Friday, February 22, 2013

Multivariate Analysis

Over the years I have heard people throw around the phrases 'multivariate analysis' and 'regression analysis' in situations where I don't think they know what they're talking about. It's just a checkbox on a list for them. Guess what? I also don't really profess to understand all the functional math behind the many different subjects related to these phrases. (Well, maybe just a little...) But what I can say is that I'm starting to suspect that all of the traditional modeling is becoming less and less of a requirement and more and more of a nice to have. It's also boring as hell. And it's also totally doable in Tableau if you are willing to change the way you look at information.


For example, wikipedia has a nice sentence in their writeup on multivariate analysis: "Often, studies that wish to use multivariate analysis are stalled by the dimensionality of the problem." What? They are? Sad... this is not a problem in Tableau! Data can be measures, dimensions, discrete, continuous, dependent, independent, quantifiable, and categorical… all at once. We just don't even think about these kinds of challenges at all.

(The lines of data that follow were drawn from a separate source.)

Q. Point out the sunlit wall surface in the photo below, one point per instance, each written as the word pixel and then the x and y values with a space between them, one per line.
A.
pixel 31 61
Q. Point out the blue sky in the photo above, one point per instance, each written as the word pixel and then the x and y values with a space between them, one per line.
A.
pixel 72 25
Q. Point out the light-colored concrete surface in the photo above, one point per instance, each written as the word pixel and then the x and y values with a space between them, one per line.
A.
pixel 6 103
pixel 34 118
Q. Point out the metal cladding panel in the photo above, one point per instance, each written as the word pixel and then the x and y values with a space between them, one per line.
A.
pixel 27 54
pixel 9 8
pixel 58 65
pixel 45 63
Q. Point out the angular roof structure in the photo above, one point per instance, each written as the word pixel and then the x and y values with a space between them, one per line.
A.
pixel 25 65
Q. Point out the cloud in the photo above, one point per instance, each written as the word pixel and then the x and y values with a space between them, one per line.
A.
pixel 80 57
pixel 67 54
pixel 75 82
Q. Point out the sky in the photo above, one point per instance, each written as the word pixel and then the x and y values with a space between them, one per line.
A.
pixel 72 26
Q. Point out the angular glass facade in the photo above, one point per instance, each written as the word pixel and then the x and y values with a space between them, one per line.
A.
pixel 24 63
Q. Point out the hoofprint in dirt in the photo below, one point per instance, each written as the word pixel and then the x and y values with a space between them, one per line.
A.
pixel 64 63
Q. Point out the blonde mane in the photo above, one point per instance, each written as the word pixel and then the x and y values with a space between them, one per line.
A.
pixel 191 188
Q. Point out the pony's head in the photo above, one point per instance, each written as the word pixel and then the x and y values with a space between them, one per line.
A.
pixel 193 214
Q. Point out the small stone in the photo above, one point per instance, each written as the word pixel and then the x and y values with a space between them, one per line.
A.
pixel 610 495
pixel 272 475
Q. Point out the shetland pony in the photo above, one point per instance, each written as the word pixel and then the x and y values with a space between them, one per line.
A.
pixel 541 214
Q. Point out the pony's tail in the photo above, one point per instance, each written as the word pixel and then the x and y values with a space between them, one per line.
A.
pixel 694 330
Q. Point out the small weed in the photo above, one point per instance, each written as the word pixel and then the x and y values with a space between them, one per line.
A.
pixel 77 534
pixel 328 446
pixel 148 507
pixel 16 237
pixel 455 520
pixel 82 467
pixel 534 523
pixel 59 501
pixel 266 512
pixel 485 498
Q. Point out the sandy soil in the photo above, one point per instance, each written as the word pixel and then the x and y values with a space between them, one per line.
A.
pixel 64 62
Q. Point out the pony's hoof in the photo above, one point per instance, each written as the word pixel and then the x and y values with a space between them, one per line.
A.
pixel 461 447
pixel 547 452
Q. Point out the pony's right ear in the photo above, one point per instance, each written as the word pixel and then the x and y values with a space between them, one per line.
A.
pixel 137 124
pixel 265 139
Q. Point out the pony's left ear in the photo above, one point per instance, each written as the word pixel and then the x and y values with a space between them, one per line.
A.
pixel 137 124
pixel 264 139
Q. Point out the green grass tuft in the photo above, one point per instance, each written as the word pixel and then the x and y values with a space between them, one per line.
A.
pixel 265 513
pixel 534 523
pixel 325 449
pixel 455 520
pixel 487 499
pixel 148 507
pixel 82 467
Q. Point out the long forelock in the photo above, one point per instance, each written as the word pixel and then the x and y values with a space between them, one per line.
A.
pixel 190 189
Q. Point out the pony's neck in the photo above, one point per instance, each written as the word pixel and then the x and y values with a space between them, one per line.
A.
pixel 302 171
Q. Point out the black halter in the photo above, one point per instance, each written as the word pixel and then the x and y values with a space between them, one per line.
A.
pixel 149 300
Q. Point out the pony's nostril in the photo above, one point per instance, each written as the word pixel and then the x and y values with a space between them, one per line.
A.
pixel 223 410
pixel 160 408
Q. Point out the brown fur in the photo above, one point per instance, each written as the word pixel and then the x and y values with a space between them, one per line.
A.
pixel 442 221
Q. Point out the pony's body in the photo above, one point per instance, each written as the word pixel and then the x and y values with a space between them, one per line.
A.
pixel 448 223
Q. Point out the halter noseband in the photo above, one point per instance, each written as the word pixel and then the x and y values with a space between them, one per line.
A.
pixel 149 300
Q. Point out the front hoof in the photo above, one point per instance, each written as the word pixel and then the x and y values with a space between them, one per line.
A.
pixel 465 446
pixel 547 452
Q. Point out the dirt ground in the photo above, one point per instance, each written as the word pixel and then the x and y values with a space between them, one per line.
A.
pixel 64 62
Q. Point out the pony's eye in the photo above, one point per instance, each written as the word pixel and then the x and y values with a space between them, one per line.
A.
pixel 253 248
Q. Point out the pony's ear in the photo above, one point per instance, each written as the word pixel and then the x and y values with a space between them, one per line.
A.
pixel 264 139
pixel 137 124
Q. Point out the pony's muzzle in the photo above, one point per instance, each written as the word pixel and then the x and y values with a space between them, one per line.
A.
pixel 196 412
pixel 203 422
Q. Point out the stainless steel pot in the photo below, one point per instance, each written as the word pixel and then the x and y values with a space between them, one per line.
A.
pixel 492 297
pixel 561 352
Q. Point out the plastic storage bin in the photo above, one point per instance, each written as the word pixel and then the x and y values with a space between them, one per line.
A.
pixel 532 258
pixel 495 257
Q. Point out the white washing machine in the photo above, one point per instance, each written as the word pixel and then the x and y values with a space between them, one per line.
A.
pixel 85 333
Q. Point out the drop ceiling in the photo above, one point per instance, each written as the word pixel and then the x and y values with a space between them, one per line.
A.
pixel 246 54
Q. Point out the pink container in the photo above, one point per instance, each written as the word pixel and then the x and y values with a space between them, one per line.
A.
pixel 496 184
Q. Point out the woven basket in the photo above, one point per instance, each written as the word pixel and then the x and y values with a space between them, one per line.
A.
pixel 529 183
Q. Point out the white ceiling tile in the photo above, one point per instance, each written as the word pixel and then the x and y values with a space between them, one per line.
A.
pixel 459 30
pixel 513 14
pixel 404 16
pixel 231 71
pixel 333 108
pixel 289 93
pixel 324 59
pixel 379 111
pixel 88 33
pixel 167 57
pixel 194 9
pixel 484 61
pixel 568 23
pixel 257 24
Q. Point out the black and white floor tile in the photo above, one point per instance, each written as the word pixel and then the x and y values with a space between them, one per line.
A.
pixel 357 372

To the right, we are using one of the oldest books in the Tableau bag of witches. I don't want to beat a broken horse, but seriously? Tableau "measure names" and "measure values" are da bomb! We have also added Tableau parameters to allow selection of the primary variable; logarithmic scale to show widely different value ranges; and the use of color encoding to help identify variables. Tight, amarite? No, this paragraph was not run through a bro-speak filter. It's just your browser.



They also state: "regression analysis can be used to understand which among the independent variables are related to the dependent variable…" - Hello? I think this is called a Tableau Bin or a Tableau Group the last time I checked? It's been around forever. Oh, and you can create ridiculously complicated Tableau Sets and calculations to drive various cohort and dimensional slicing analyses if you need that type of thing.


The interesting item on the viz to the left is the use of type-in filters to remove calculated outliers. Not originating data, but calculations of that data. The calculations in this case are rather simple: it's the difference of the per-student values (GPA or Hours) from the mean values of the entire data set. They could be as complex as you need them, I suppose.. Where this gets into multivariate territory is the use of small multiples if needed - even picking the dimension for the small multiple itself. Play with the choices to see what's going on.


One type of multivariate analysis is "bivariate analysis" which is the simplest form you can get away with in order to pass your entry level college stats class. You gotta have two variables to call it "multi" after all! In conversation, "bivariate" will get you into trouble because it's just not as cool-sounding as "multivariate". Although it does has an above-average coolness factor compared to most buzz words.


On the viz to the right we are allowing bivariate analysis to explode into greater and greater detail. Why? At lower, blockier resolutions you could lasso an entire circle; view underlying data; and then do something with that data. Look for this icon after you lasso some data:

Or, simply increase the resolution ("Bin Size") to see the more-detailed pattern. Like the above examples, another way to say the word multivariate is to simply place an independent variable - in this case "low income flag" - onto the row or column shelf in Tableau.



I feel like a lot of this discussion comes down to syntax and dialect. When I speak with people who have a rigid way of looking at information from a didactic and terminology point of view, I want to shake them around a little bit and ask "have you even tried to look at your information in any form whatsoever, before asking about this advanced crap that no one really understands that well to begin with?" At least, that is what I am thinking. Perhaps I am just staring at you vaguely.

A scenario I see all the time is when someone wants a particular analysis - say, multivariate - but when I ask them why, they don't know. They were just told to do it. Or they read about it somewhere. Or a colleague insisted on it. Or any number of other inane reasons. I advise these people to take a moment to ask themselves "what am I trying to do here."

Even worse is when someone truly knows what they want, but they don't want to spin up any cycles trying to use a tool to do it. If you are going to use Tableau or any piece of analytic software, take a moment to understand how it works. There's rarely a magic "multivariate" button. And if there is a claim of one, caveat emptor!